Hasta entonces, el juez Lawrence Cimbel había sido un hombre enamorado de su profesión. Pero los trece honorables años de magistratura que llevaba perdieron su encanto mientras hacía una mueca de fatiga y llevaba la mano hacia el mazo. El pleito que iba a verse resultaba demasiado confuso para él.
El secretario pronunció el discurso, y la multitud se sentó toda a la vez. Cimbel se llevó la mano a los ojos por unos breves momentos antes de tomar la palabra.
—¿Está preparado el abogado del demandante?
—Lo estoy, Señoría —Turnbull, solo en su mesa, se levantó y saludó con una reverencia.
—¿Y el abogado del demandado?
—¡Dispuesto, Señoría! —espetó Fred Wilson, mirando con gran interés hacia Turnbull, solitario en su mesa, para luego inclinarse y murmurarle algo al oído a Russell Harley.

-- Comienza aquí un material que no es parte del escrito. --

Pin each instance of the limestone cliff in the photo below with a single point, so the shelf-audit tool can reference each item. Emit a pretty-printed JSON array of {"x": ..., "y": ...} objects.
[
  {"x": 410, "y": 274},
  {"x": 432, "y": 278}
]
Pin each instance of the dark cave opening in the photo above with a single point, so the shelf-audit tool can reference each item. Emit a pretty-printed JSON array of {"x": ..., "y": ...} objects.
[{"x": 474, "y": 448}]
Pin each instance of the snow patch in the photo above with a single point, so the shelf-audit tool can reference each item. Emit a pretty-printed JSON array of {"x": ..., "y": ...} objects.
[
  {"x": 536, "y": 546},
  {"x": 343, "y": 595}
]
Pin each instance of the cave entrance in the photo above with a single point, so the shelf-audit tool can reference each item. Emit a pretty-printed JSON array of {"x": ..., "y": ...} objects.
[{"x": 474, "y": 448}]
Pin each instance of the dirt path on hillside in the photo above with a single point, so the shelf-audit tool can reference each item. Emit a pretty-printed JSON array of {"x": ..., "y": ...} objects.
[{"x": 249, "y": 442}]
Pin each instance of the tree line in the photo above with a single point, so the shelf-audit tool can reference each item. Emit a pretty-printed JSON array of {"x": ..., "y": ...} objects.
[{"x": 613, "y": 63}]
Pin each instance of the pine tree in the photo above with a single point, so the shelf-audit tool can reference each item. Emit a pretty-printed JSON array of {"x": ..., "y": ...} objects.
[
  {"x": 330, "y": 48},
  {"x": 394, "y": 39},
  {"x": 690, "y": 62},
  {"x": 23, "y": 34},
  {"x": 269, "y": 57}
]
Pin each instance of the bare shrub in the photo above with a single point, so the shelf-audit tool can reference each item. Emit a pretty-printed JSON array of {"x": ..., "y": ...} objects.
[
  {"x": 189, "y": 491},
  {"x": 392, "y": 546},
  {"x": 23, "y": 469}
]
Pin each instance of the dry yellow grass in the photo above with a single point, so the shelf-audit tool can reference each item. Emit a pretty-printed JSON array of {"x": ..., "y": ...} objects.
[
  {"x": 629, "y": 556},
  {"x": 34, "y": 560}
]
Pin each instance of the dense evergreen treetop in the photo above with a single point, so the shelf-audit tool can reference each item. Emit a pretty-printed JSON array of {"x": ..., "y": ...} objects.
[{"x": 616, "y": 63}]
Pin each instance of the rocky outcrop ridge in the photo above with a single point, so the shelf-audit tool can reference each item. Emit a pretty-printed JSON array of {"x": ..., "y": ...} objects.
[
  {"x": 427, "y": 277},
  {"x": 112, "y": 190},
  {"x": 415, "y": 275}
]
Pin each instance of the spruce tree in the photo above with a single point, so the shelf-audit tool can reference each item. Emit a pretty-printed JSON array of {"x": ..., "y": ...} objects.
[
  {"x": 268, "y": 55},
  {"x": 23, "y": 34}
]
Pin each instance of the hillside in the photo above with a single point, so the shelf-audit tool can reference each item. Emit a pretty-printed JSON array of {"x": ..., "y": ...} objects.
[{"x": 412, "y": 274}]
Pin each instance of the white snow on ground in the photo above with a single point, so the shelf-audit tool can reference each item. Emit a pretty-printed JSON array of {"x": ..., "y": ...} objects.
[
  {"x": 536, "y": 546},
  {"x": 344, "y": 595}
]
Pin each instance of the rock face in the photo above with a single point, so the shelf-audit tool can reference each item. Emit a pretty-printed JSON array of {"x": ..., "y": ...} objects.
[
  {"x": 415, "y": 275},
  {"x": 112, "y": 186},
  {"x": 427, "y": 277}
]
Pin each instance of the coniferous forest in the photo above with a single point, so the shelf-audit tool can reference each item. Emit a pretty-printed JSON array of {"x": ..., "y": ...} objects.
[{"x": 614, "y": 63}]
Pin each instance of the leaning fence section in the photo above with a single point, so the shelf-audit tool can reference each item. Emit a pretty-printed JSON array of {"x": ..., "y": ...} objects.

El joven hizo un malhumorado gesto afirmativo y se encogió de hombros.
Cimbel decía:
—Tengo entendido que los abogados de las dos partes han renunciado al juicio por jurados en este caso de Henry Jenkins contra Russell Joseph Harley.
Ambos abogados hicieron gestos afirmativos. Y Cimbel continuó:
—En vista del carácter inusitado de este caso, imagino que será necesario llevarlo sin excesivo apego a los formalismos. Este tribunal se propone una sola cosa, y es conocer la verdad de los hechos en litigio y dictar sentencia de acuerdo con las leyes pertinentes a tales hechos. No daré importancia al ceremonial. Con todo, no toleraré desórdenes ni irregularidades innecesarias. Los espectadores tendrán la bondad de recordar que están aquí por privilegio especial. Cualquier manifestación implicará que se despeje la sala —dirigió una mirada severa a las pálidas caras que relumbraban estúpidamente, vueltas hacia él. Cimbel contuvo un suspiro al decir—. El abogado del demandante tiene la palabra.

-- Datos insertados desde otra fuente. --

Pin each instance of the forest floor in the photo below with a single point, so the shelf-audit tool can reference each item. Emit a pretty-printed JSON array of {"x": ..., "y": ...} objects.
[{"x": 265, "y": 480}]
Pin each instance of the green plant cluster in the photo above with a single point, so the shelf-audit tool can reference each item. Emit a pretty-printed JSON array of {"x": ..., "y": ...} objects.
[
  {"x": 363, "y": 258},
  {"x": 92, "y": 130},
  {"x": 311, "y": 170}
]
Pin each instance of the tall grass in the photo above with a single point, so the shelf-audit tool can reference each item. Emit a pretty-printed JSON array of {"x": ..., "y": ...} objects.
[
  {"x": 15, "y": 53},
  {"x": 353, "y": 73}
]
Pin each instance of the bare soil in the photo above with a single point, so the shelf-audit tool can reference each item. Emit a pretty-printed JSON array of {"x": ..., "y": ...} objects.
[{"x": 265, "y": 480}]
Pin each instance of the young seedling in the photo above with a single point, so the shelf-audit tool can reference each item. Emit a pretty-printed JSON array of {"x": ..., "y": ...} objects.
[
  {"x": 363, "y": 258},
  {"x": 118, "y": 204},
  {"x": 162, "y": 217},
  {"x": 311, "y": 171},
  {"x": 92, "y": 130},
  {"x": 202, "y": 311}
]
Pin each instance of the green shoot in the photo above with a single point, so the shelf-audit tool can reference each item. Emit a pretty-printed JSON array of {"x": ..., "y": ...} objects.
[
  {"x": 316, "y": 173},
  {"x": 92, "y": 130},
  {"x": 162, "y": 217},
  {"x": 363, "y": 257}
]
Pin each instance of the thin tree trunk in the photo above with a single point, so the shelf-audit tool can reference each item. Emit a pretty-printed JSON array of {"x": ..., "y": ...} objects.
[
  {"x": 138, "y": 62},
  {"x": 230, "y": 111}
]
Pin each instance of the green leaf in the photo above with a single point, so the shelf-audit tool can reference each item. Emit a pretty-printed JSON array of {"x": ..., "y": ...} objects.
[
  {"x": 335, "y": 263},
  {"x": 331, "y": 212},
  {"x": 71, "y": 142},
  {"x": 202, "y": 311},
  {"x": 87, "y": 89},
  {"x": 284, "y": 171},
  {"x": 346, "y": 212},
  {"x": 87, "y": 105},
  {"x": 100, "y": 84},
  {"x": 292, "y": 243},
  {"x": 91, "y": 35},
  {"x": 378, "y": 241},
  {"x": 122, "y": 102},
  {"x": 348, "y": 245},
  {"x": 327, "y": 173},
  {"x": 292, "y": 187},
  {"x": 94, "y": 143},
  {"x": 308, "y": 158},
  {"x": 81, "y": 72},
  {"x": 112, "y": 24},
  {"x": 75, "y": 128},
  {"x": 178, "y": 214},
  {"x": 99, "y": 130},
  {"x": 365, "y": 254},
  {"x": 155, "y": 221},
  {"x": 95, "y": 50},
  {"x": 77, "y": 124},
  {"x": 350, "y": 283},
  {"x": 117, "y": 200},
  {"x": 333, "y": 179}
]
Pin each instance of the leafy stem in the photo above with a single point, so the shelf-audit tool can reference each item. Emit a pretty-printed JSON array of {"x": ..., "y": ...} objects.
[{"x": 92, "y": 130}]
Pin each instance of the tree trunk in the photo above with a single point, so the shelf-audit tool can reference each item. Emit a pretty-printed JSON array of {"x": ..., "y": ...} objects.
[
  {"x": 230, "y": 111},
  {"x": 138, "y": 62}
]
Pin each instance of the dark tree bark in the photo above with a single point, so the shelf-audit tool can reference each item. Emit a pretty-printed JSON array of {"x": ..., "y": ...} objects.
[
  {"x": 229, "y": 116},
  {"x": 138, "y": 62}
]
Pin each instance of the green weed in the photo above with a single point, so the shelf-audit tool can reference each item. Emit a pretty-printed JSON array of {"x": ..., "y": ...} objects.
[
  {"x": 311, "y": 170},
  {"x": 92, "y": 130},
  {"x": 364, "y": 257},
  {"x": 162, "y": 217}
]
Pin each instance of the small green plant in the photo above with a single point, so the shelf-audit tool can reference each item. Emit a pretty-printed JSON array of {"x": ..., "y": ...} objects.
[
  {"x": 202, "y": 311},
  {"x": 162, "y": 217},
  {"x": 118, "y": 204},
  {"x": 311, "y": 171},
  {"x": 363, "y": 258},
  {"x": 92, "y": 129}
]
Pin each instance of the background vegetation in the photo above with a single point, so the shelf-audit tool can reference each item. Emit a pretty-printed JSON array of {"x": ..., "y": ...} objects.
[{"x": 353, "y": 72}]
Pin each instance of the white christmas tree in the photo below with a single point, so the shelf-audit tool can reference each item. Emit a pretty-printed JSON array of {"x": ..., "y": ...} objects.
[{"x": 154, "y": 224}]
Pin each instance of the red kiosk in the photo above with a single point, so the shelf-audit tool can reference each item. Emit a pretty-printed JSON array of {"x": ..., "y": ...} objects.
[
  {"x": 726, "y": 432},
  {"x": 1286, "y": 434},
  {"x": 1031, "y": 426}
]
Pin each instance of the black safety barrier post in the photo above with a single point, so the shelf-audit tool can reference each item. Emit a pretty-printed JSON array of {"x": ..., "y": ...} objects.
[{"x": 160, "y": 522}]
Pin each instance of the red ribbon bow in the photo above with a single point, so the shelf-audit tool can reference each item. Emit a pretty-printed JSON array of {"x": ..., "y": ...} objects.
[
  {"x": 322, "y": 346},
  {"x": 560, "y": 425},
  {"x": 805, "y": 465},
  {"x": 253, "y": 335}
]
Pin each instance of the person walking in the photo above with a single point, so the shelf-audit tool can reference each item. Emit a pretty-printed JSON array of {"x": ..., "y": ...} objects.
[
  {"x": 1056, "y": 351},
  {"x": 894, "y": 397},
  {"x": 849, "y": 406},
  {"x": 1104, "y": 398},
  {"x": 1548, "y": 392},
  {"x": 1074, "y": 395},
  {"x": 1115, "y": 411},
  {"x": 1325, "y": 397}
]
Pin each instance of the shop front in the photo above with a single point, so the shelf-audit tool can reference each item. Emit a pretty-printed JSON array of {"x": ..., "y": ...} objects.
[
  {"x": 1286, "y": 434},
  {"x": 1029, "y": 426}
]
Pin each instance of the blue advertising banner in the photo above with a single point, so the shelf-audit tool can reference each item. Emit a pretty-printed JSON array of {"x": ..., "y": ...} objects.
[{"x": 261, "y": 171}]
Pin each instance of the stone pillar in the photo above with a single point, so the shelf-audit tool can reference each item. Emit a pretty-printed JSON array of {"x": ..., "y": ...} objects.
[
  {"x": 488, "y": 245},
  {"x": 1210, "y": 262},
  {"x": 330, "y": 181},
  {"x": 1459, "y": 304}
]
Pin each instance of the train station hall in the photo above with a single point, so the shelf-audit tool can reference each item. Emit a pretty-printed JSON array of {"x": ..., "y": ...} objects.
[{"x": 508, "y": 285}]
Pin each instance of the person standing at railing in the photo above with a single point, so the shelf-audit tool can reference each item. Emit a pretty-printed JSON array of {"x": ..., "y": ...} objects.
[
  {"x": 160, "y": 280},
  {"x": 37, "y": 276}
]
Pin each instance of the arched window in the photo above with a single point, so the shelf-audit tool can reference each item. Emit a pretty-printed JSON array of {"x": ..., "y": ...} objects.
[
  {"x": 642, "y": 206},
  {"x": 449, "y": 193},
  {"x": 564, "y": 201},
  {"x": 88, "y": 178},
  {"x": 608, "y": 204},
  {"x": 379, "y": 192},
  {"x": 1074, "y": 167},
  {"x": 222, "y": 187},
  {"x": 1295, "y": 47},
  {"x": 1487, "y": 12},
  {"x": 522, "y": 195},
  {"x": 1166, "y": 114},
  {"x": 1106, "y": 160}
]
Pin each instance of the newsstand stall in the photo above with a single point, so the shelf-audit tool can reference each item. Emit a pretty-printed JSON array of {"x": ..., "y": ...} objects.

Turnbull se levantó prestamente y se volvió hacia el juez.
—Señoría —dijo—, nosotros nos proponemos demostrar que mi cliente, Henry Jenkins, ha sido privado de sus justos derechos por el demandado. En virtud de una continuada residencia de más de veinte años en la casa sita en Ruta 22, a unos trece kilómetros al norte de Rebel Butte, con pleno conocimiento de su legítimo dueño, mi cliente, el señor Jenkins, ha adquirido ciertos derechos. En la terminología legalista solemos definirlos como derechos de adversa posesión. El lego los llamaría derechos de justicia común, derechos de ocupante.

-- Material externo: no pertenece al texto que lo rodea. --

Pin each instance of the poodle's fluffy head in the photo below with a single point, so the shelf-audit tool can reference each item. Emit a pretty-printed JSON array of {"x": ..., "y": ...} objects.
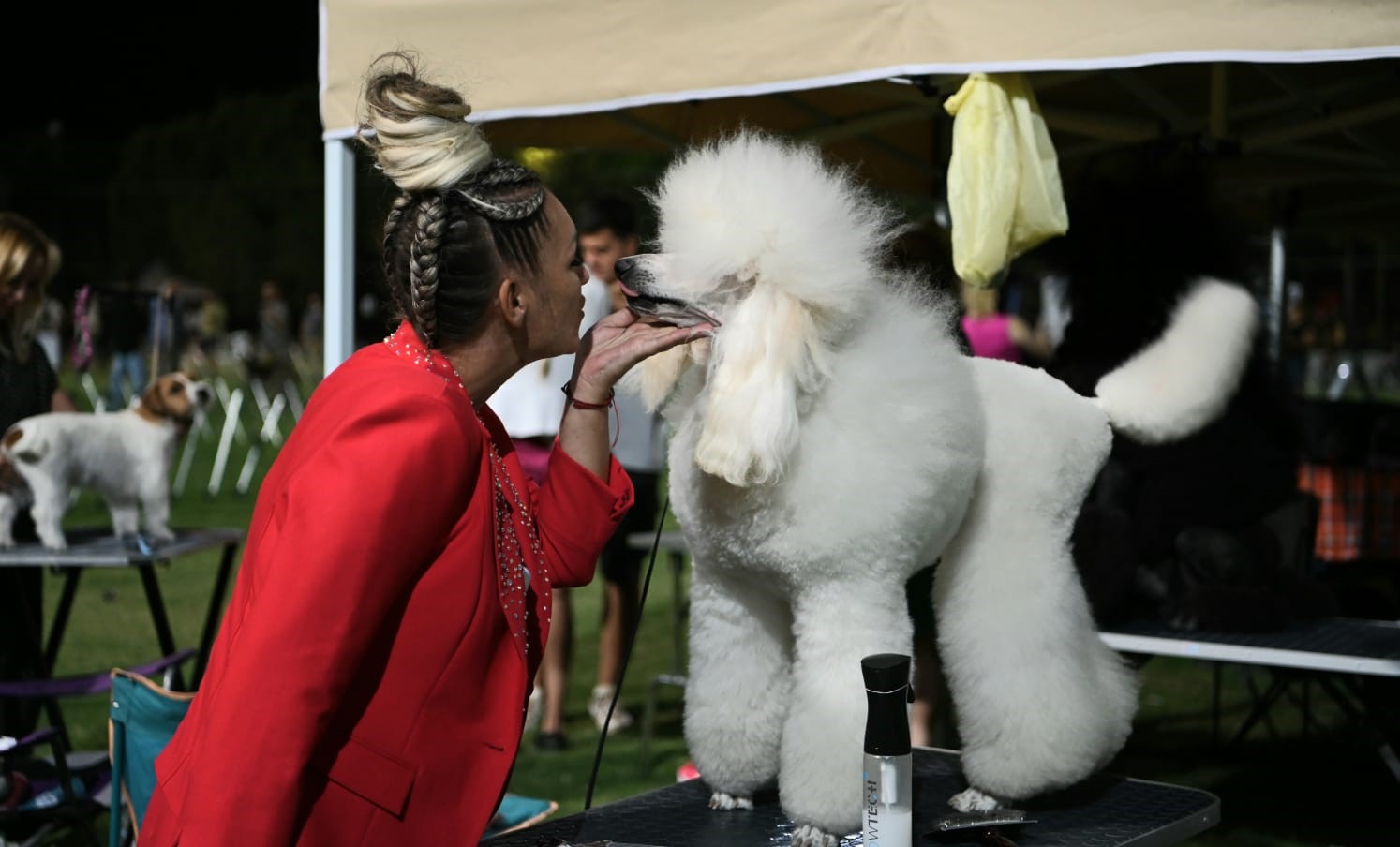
[{"x": 782, "y": 251}]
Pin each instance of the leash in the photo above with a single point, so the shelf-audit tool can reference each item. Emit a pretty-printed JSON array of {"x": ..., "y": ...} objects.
[{"x": 626, "y": 657}]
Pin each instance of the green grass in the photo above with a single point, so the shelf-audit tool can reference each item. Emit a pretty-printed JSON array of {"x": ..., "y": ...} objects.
[{"x": 1278, "y": 790}]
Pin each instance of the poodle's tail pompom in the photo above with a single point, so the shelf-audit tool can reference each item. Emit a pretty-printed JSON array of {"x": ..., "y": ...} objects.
[
  {"x": 1184, "y": 381},
  {"x": 756, "y": 206}
]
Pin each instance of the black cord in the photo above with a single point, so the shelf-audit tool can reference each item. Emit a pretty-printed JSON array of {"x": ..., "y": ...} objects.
[{"x": 626, "y": 659}]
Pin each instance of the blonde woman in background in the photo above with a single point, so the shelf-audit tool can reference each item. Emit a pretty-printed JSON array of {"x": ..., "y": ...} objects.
[{"x": 28, "y": 385}]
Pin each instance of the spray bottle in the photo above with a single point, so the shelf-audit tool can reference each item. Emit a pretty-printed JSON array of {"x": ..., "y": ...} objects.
[{"x": 887, "y": 810}]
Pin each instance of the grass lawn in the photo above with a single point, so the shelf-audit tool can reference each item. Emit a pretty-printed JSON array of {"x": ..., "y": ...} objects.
[{"x": 1277, "y": 790}]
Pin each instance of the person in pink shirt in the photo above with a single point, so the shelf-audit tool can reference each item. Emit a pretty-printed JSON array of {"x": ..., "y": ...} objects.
[{"x": 992, "y": 334}]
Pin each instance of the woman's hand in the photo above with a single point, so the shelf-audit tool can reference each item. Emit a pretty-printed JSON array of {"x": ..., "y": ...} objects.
[{"x": 615, "y": 345}]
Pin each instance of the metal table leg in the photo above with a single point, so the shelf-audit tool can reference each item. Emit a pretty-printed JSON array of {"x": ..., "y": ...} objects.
[
  {"x": 216, "y": 605},
  {"x": 160, "y": 619}
]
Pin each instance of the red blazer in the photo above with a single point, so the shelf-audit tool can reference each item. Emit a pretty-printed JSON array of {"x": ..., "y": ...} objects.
[{"x": 365, "y": 686}]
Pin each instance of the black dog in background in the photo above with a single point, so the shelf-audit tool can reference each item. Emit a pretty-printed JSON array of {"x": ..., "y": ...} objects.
[{"x": 1210, "y": 531}]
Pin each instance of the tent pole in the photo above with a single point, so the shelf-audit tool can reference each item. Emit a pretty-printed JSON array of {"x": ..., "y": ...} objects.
[
  {"x": 1275, "y": 294},
  {"x": 339, "y": 252}
]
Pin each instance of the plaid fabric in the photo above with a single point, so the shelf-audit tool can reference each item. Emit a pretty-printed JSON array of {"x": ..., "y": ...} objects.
[
  {"x": 1385, "y": 514},
  {"x": 1360, "y": 512},
  {"x": 1341, "y": 495}
]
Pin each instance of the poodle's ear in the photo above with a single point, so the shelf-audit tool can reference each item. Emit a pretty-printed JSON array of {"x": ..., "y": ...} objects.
[
  {"x": 765, "y": 356},
  {"x": 654, "y": 379}
]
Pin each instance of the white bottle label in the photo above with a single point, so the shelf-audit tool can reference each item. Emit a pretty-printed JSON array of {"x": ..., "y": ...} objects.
[{"x": 886, "y": 810}]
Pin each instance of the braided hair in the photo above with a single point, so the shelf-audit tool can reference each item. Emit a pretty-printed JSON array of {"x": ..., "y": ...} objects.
[{"x": 464, "y": 218}]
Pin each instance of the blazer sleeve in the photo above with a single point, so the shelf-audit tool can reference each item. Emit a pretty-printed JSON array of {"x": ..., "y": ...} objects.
[
  {"x": 577, "y": 513},
  {"x": 359, "y": 523}
]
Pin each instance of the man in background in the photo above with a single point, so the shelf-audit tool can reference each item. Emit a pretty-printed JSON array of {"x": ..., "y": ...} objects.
[{"x": 606, "y": 232}]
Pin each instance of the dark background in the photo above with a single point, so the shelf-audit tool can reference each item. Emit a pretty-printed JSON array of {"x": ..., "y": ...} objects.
[{"x": 169, "y": 138}]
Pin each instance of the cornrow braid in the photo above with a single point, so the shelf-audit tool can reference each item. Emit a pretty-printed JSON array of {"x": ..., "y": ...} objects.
[
  {"x": 391, "y": 229},
  {"x": 500, "y": 177},
  {"x": 423, "y": 263}
]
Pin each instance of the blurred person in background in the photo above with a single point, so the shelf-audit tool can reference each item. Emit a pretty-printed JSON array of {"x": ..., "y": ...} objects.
[{"x": 28, "y": 385}]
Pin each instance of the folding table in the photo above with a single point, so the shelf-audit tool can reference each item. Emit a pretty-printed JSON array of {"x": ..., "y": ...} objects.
[{"x": 1105, "y": 810}]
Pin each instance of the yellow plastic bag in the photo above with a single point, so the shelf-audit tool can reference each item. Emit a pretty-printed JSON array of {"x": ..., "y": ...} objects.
[{"x": 1004, "y": 192}]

Gimbel se cogió las manos e intentó relajarse. Derechos de ocupante… ¡para un fantasma! Exhaló un suspiro; pero escuchó atentamente mientras Turnbull continuaba:
—A la muerte de Zebulon Harley, dueño de la casa en litigio (más conocida acaso por Harley Hall), el demandado heredó el título de propiedad. Nosotros no ponemos en duda su derecho a este título. Pero mi cliente tiene también un derecho sobre Harley Hall: el de vivir plena y libremente en la casa. El demandado ha arrojado de allí a mi cliente por la fuerza, empleando medios que le han causado un gran sufrimiento mental e incluso han puesto en peligro su misma existencia.